A weak September capped off a disappointing quarter for super funds, with the median growth fund (61 to 80% growth assets) down 1.7% for the first three months of the financial year. However the good news for fund members is that, while listed shares – the main drivers of performance – tumbled more than 6.5%, the broad spread of assets that their funds hold provided a strong measure of protection.
The Australian share market fell 6.5% over the quarter. International shares fared even worse, dropping 7.7% in hedged terms, but this was more than offset by the fall in the Australian dollar. The Australian dollar dropped more than 9%, from US$0.77 to US$0.70, which was enough to turn the 7.7% loss into a small gain of 0.4% in unhedged terms. Listed property was mixed with Australian REITs down 6.5% but global REITs up 1.4%.
Chant West director, Warren Chant says: “The first quarter of the new financial year was disappointing for super fund members, but they should keep in mind that the typical growth fund has just come off six consecutive years of positive returns with a number of funds delivering three straight double digit returns. That sort of performance couldn’t go on forever. And while the global economic outlook remains so uncertain, members should expect more modest returns for the time being coupled with continued volatility.
“The September quarter provided an excellent demonstration of the benefits of diversification. While growth funds feel the pain when listed share markets fall sharply, the fact that they’re also invested in a wide range of other growth and defensive assets, including alternative and unlisted assets, helps cushion the blow. So while Australian and hedged international shares both lost more than 6.5%, the typical growth fund member only suffered a loss of 1.7%.
The trigger for the sharp sell-off in stocks worldwide was increasing concern over the slowing pace of growth in the Chinese economy. Even in the US, where recent economic data has been positive, the market fell significantly due to the negative sentiment surrounding China. Additionally, the US Federal Reserve’s decision to push back its long-awaited interest rate rise created further uncertainty in markets. As a result, investors pulled money out of shares and opted instead for less risky assets.
“The China malaise, which has led to declining energy and metal prices because of dwindling demand, has affected all major markets. The slowdown has a major impact on Australia’s economy given our strong trade links, with the energy and commodities sectors particularly hard hit. Meanwhile the Reserve Bank left the official interest rate at a record low of 2% throughout the quarter, while leaving open the possibility of another rate cut by the end of the year.”
Table 1 shows the median performance for each category in Chant West’s multi-manager survey, ranging from All Growth to Conservative.
Source: Chant West
Note: Performance is shown net of investment fees and tax. It is before administration fees and adviser commissions.
Chart 1 compares the performance since July 1992 – the start of compulsory superannuation – of the Growth category median with the typical return objective for that category (CPI plus 3.5% per annum after investment fees and tax over rolling five year periods). The strong returns in recent years, combined with the GFC period having worked its way out of the calculation, have seen the five year return rise sharply. For nearly two years it has been tracking well above that CPI plus 3.5% target.
Source: Chant West
Note: The CPI figure for the September 2015 quarter is an estimate.

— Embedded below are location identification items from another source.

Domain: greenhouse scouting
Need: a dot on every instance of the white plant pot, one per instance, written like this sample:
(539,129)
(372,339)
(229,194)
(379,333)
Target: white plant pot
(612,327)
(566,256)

Chart 2 compares the performance of the lower risk Conservative category (21 to 40% growth assets) median with its typical objective of CPI plus 2% per annum over rolling three year periods. It shows that Conservative funds have also exceeded their objective in recent times.
Source: Chant West
Note: The CPI figure for the September 2015 quarter is an estimate.
Industry funds broadly in line with retail funds over the quarter
Industry funds and retail funds performed broadly in line with each other over the September quarter, suffering losses of 1.6% and 1.7%, respectively. However, industry funds hold the advantage over the longer term, having returned 6.9% per annum against 5.5% for retail funds over the 15 years to September 2015, as shown in Table 2.
Source: Chant West
Note: Performance is shown net of investment fees and tax. It is before administration fees and adviser commissions.